Then along came GUIs, in which each program opened as a window with a set of menus below its header as the means through which the user instructed the pro­gram as to what he wanted it to do. This meant that users no longer had to learn a shell script language in order to use a computer. They could just glance through the menus to see what the program could do and select what they wanted it to do. The GUI thus opened up computing to a much wider range of people who were either not adept at learning shell script languages, hadn't the time or were just too lazy.

But GUIs and windows were not quite the God-send that was at first thought. GUIs and windows require lots of program code and are voracious consumers of com­p­uting resources. Their greatest draw-back, however, is their rather small usable limit in the size and complexity necessary to keep them sufficiently self-explanatory to provide the user with a cogent logical model of the program's functionality.

The result has been applications, such as word processors, with labyrinthine menus whose logical structures are too rudimentary for the user to find anything unless he has learned the whole menu system by rote beforehand. And having been a victim of both, I find the over-populated menu system far more complicated to learn and much harder to use than a well constructed shell script command. A menu system simply cannot incorporate the flexibility of a script. So, to my mind, learning 'Bash' is well worth the effort.
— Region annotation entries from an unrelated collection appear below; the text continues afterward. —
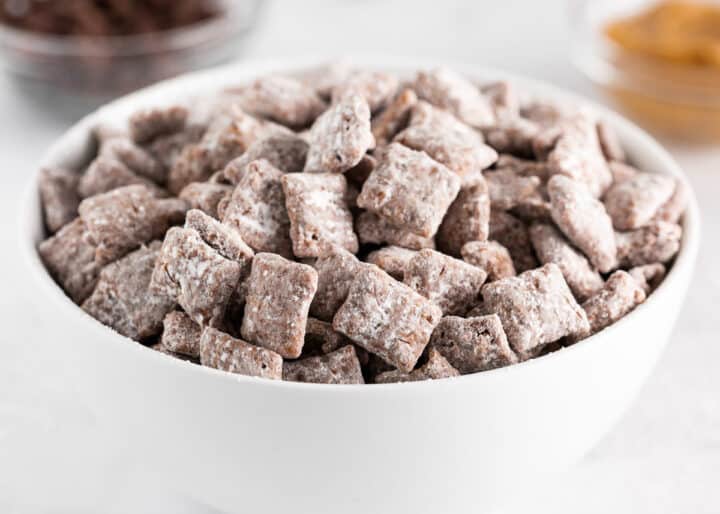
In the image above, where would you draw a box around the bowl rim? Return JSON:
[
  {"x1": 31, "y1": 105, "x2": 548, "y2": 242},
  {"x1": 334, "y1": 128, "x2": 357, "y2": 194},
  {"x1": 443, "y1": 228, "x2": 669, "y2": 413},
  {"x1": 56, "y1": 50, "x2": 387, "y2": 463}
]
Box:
[
  {"x1": 17, "y1": 55, "x2": 701, "y2": 394},
  {"x1": 0, "y1": 0, "x2": 264, "y2": 58}
]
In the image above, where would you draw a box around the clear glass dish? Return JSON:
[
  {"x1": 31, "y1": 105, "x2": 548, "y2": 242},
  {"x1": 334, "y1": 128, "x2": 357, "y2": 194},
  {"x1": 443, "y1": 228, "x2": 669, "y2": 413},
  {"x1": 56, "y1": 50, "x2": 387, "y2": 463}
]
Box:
[
  {"x1": 0, "y1": 0, "x2": 262, "y2": 95},
  {"x1": 570, "y1": 0, "x2": 720, "y2": 143}
]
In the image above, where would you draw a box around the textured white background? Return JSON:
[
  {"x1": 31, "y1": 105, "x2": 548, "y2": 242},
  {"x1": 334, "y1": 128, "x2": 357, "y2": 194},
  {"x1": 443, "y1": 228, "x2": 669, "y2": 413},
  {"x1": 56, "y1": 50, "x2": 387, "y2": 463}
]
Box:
[{"x1": 0, "y1": 0, "x2": 720, "y2": 514}]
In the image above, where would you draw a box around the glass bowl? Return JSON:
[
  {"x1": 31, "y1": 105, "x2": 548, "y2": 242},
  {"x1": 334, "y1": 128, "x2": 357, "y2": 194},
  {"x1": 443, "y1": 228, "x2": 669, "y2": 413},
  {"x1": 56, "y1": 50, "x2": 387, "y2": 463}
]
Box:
[
  {"x1": 0, "y1": 0, "x2": 262, "y2": 96},
  {"x1": 570, "y1": 0, "x2": 720, "y2": 143}
]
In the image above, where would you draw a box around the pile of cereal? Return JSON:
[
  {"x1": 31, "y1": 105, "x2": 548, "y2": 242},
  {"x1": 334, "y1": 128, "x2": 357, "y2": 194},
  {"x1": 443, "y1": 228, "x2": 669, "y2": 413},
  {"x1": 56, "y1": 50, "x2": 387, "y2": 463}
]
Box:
[{"x1": 39, "y1": 65, "x2": 686, "y2": 384}]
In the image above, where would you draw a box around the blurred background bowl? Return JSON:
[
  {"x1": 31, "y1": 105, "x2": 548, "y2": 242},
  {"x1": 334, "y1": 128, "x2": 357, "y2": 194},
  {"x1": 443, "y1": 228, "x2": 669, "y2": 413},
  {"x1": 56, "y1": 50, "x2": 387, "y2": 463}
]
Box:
[
  {"x1": 0, "y1": 0, "x2": 263, "y2": 98},
  {"x1": 570, "y1": 0, "x2": 720, "y2": 143}
]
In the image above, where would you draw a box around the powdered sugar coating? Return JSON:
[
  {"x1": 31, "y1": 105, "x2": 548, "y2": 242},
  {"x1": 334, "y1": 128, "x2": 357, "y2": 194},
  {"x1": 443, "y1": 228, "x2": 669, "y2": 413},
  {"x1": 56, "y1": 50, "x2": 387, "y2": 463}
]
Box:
[
  {"x1": 200, "y1": 327, "x2": 283, "y2": 380},
  {"x1": 160, "y1": 311, "x2": 203, "y2": 358},
  {"x1": 38, "y1": 168, "x2": 80, "y2": 233},
  {"x1": 223, "y1": 133, "x2": 308, "y2": 184},
  {"x1": 603, "y1": 173, "x2": 675, "y2": 230},
  {"x1": 371, "y1": 89, "x2": 417, "y2": 146},
  {"x1": 78, "y1": 185, "x2": 187, "y2": 265},
  {"x1": 403, "y1": 249, "x2": 487, "y2": 315},
  {"x1": 530, "y1": 223, "x2": 604, "y2": 302},
  {"x1": 615, "y1": 221, "x2": 682, "y2": 268},
  {"x1": 488, "y1": 209, "x2": 538, "y2": 272},
  {"x1": 242, "y1": 75, "x2": 325, "y2": 128},
  {"x1": 374, "y1": 348, "x2": 460, "y2": 384},
  {"x1": 241, "y1": 253, "x2": 318, "y2": 359},
  {"x1": 82, "y1": 241, "x2": 175, "y2": 341},
  {"x1": 366, "y1": 246, "x2": 417, "y2": 281},
  {"x1": 628, "y1": 262, "x2": 667, "y2": 296},
  {"x1": 222, "y1": 161, "x2": 292, "y2": 257},
  {"x1": 548, "y1": 175, "x2": 617, "y2": 273},
  {"x1": 357, "y1": 143, "x2": 460, "y2": 237},
  {"x1": 547, "y1": 112, "x2": 612, "y2": 198},
  {"x1": 310, "y1": 246, "x2": 365, "y2": 321},
  {"x1": 394, "y1": 102, "x2": 497, "y2": 176},
  {"x1": 429, "y1": 314, "x2": 518, "y2": 375},
  {"x1": 128, "y1": 105, "x2": 188, "y2": 144},
  {"x1": 283, "y1": 344, "x2": 365, "y2": 384},
  {"x1": 460, "y1": 241, "x2": 516, "y2": 282},
  {"x1": 355, "y1": 211, "x2": 435, "y2": 250},
  {"x1": 332, "y1": 70, "x2": 399, "y2": 112},
  {"x1": 38, "y1": 218, "x2": 101, "y2": 304},
  {"x1": 282, "y1": 173, "x2": 358, "y2": 257},
  {"x1": 482, "y1": 264, "x2": 589, "y2": 360},
  {"x1": 150, "y1": 227, "x2": 241, "y2": 326},
  {"x1": 436, "y1": 172, "x2": 490, "y2": 257},
  {"x1": 178, "y1": 182, "x2": 233, "y2": 219},
  {"x1": 582, "y1": 270, "x2": 645, "y2": 335},
  {"x1": 305, "y1": 95, "x2": 375, "y2": 173},
  {"x1": 333, "y1": 266, "x2": 442, "y2": 372},
  {"x1": 413, "y1": 68, "x2": 495, "y2": 127}
]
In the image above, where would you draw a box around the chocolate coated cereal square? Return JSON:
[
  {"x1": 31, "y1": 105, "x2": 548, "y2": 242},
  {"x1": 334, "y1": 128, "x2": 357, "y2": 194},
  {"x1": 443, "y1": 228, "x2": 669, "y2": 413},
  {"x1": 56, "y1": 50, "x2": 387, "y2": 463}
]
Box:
[
  {"x1": 357, "y1": 143, "x2": 460, "y2": 237},
  {"x1": 403, "y1": 250, "x2": 487, "y2": 315},
  {"x1": 430, "y1": 314, "x2": 518, "y2": 375},
  {"x1": 241, "y1": 253, "x2": 318, "y2": 359},
  {"x1": 283, "y1": 344, "x2": 365, "y2": 384},
  {"x1": 222, "y1": 161, "x2": 292, "y2": 257},
  {"x1": 282, "y1": 173, "x2": 358, "y2": 257},
  {"x1": 333, "y1": 266, "x2": 442, "y2": 372},
  {"x1": 200, "y1": 327, "x2": 283, "y2": 380},
  {"x1": 482, "y1": 264, "x2": 589, "y2": 360}
]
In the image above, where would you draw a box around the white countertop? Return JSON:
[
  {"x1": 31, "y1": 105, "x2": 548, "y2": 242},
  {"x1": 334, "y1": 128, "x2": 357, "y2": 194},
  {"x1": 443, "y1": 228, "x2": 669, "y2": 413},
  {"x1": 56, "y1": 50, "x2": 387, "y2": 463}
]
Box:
[{"x1": 0, "y1": 0, "x2": 720, "y2": 514}]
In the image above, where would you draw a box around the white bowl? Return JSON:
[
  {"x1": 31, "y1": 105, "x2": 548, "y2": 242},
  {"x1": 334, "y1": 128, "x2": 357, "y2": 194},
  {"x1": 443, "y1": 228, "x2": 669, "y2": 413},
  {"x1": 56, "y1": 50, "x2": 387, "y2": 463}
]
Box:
[{"x1": 21, "y1": 58, "x2": 699, "y2": 514}]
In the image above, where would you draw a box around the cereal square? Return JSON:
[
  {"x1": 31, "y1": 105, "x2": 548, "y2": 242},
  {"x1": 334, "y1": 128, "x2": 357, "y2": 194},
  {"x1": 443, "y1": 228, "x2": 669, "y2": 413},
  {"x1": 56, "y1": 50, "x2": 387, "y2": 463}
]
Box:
[
  {"x1": 178, "y1": 182, "x2": 233, "y2": 218},
  {"x1": 357, "y1": 143, "x2": 460, "y2": 237},
  {"x1": 355, "y1": 211, "x2": 435, "y2": 250},
  {"x1": 413, "y1": 68, "x2": 495, "y2": 128},
  {"x1": 403, "y1": 250, "x2": 487, "y2": 315},
  {"x1": 482, "y1": 264, "x2": 589, "y2": 360},
  {"x1": 615, "y1": 221, "x2": 682, "y2": 268},
  {"x1": 305, "y1": 95, "x2": 375, "y2": 173},
  {"x1": 530, "y1": 223, "x2": 604, "y2": 302},
  {"x1": 310, "y1": 246, "x2": 365, "y2": 321},
  {"x1": 548, "y1": 175, "x2": 617, "y2": 273},
  {"x1": 394, "y1": 102, "x2": 497, "y2": 176},
  {"x1": 367, "y1": 246, "x2": 417, "y2": 282},
  {"x1": 242, "y1": 75, "x2": 325, "y2": 128},
  {"x1": 223, "y1": 134, "x2": 308, "y2": 184},
  {"x1": 160, "y1": 311, "x2": 202, "y2": 358},
  {"x1": 375, "y1": 348, "x2": 460, "y2": 384},
  {"x1": 429, "y1": 314, "x2": 518, "y2": 375},
  {"x1": 460, "y1": 241, "x2": 517, "y2": 282},
  {"x1": 582, "y1": 271, "x2": 645, "y2": 335},
  {"x1": 78, "y1": 185, "x2": 187, "y2": 265},
  {"x1": 603, "y1": 173, "x2": 675, "y2": 230},
  {"x1": 151, "y1": 227, "x2": 241, "y2": 326},
  {"x1": 547, "y1": 113, "x2": 612, "y2": 198},
  {"x1": 241, "y1": 253, "x2": 318, "y2": 359},
  {"x1": 39, "y1": 168, "x2": 80, "y2": 233},
  {"x1": 200, "y1": 327, "x2": 283, "y2": 380},
  {"x1": 282, "y1": 173, "x2": 358, "y2": 257},
  {"x1": 488, "y1": 209, "x2": 538, "y2": 273},
  {"x1": 283, "y1": 344, "x2": 365, "y2": 384},
  {"x1": 333, "y1": 266, "x2": 442, "y2": 372},
  {"x1": 436, "y1": 173, "x2": 490, "y2": 257},
  {"x1": 82, "y1": 241, "x2": 175, "y2": 341},
  {"x1": 222, "y1": 161, "x2": 292, "y2": 257},
  {"x1": 38, "y1": 218, "x2": 101, "y2": 304}
]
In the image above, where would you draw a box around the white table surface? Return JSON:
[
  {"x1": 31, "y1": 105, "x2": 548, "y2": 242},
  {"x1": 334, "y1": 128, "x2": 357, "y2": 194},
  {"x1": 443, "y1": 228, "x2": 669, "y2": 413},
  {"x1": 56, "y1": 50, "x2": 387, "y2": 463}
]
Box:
[{"x1": 0, "y1": 0, "x2": 720, "y2": 514}]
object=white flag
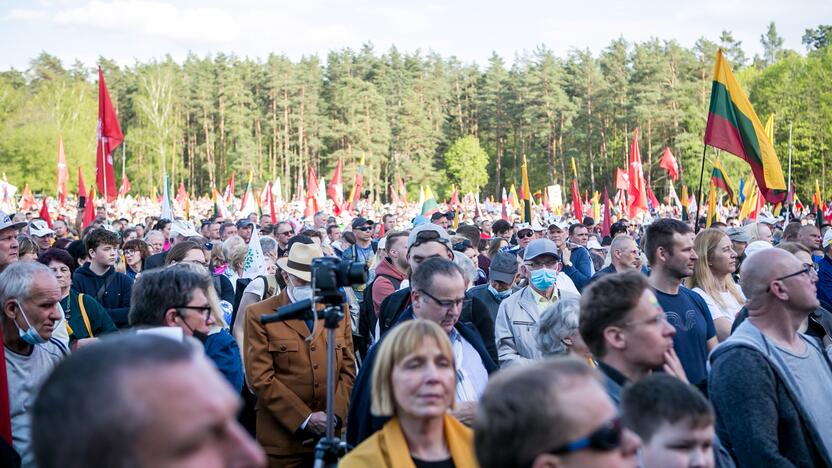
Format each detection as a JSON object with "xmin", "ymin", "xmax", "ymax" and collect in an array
[{"xmin": 243, "ymin": 229, "xmax": 266, "ymax": 279}]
Of course I am not against the window menu. But only for simple applications such as text editors. And I am not against command-line initiated programs from spawn­ing purpose-designed GUI panels for indication and user interaction. But for serious computing I prefer to use a terminal script.

Time-Sensitive Controls

rocker switch volume control Volume controls on some PC keyboards, TV remotes and smart­phones are operated by pressing "+" or "−" buttons. Instead of being two discrete buttons, they may be combined into a single rocker switch with a "+" sign at one end and a "−" sign at the other. In either case, you press the "+" to increase the volume and the "−" to decrease it. If you press either button once and release it immed­i­ately, it will move a displayed slider to the right or to the left, resp­ec­tively indic­ating an increase or decrease in volume. If you maintain a button in its pressed state, the slider continues to move in the resp­ec­tive dir­ection at a prescribed rate, continuously increasing or decr­easing the volume as it goes.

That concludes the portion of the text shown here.